La prima visita di Don Bosco a Firenze

“Torino ormai gli andava stretta, tanto più che essa si stava leccando le piaghe dei tumulti del settembre 1864, con 62 morti e 170 feriti, a seguito della decisione
governativa di trasferire la capitale a Firenze. La città si era impoverita, migliaia di persone l'avevano abbandonata e la lotteria lanciata da don Bosco nell'aprile 1865 per finanziare la costruzione della chiesa di Maria Ausiliatrice stentava a raggiungere la cifra sperata. Al contrario Firenze era in ascesa, con il trasferimento della famiglia reale, dei ministeri e degli uffici amministrativi nazionali. Con 30 mila nuovi arrivi, la città di 120 mila abitanti in pochi anni cambiò decisamente volto.

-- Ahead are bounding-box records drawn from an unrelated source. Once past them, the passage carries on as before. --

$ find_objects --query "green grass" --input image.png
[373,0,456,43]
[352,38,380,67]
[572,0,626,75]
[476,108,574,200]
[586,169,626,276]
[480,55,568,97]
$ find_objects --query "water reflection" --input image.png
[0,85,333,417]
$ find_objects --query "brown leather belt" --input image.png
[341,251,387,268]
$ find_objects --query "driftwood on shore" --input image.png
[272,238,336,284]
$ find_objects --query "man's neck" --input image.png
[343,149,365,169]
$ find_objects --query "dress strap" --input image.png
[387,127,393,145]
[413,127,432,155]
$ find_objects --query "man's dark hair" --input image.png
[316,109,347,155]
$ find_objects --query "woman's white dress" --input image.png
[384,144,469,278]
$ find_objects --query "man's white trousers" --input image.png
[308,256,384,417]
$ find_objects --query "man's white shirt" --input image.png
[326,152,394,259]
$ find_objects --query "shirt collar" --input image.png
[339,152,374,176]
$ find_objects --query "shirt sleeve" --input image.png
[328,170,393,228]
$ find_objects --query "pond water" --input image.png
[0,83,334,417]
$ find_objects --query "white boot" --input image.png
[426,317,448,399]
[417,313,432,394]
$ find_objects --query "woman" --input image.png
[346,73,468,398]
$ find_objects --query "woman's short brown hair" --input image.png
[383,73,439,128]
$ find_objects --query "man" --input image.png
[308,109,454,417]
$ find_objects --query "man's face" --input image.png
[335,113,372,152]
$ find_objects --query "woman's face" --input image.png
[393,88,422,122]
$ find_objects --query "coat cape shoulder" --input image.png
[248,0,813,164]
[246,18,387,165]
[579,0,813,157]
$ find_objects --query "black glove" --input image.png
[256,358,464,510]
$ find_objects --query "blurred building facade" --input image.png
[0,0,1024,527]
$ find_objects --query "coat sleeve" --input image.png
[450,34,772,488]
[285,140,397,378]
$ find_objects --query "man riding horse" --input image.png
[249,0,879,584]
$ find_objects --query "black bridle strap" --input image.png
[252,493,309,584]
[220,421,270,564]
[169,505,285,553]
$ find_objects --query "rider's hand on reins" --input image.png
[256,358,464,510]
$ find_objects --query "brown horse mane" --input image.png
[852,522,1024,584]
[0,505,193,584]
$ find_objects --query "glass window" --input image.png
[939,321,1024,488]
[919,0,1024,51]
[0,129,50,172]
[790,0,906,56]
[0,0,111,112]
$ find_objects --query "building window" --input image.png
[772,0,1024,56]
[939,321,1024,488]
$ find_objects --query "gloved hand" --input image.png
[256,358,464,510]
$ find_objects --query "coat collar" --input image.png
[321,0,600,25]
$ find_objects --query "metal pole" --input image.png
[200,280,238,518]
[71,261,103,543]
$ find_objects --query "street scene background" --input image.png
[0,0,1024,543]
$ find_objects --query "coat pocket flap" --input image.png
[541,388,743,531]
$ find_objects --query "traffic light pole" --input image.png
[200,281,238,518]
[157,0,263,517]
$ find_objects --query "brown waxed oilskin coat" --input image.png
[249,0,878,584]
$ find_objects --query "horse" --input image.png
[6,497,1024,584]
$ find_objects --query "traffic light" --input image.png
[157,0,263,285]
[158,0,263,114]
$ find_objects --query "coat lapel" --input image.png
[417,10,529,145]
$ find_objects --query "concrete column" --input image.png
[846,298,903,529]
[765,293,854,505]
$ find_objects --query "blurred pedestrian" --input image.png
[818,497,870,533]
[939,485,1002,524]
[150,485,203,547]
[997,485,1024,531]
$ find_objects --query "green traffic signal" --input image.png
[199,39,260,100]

Che cosa fare di meglio per don Bosco se non recarsi a Firenze presso gli antichi amici piemontesi, addetti ai ministeri da lui più frequentati, quelli dell'interno, della guerra e dei lavori pubblici? In riva all'Arno non si sarebbe trovato a disagio. Il suo nome di grande educatore, di uomo di chiesa, di fecondo scrittore popolare correva su molte bocche fiorentine, soprattutto dell'arcivescovo Gioachino Limberti e dei preti fiorentini che volevano fra l'altro affidargli qualche orfano. Ma anche a molte famiglie nobili era giunta la fama di santo sacerdote.
Non vedevano l'ora di farne la conoscenza, di avvicinarlo, possibilmente di ospitarlo, stando almeno alle loro insistenze una volta giunto in città e alle loro corrispondenze una volta ritornato a Torino.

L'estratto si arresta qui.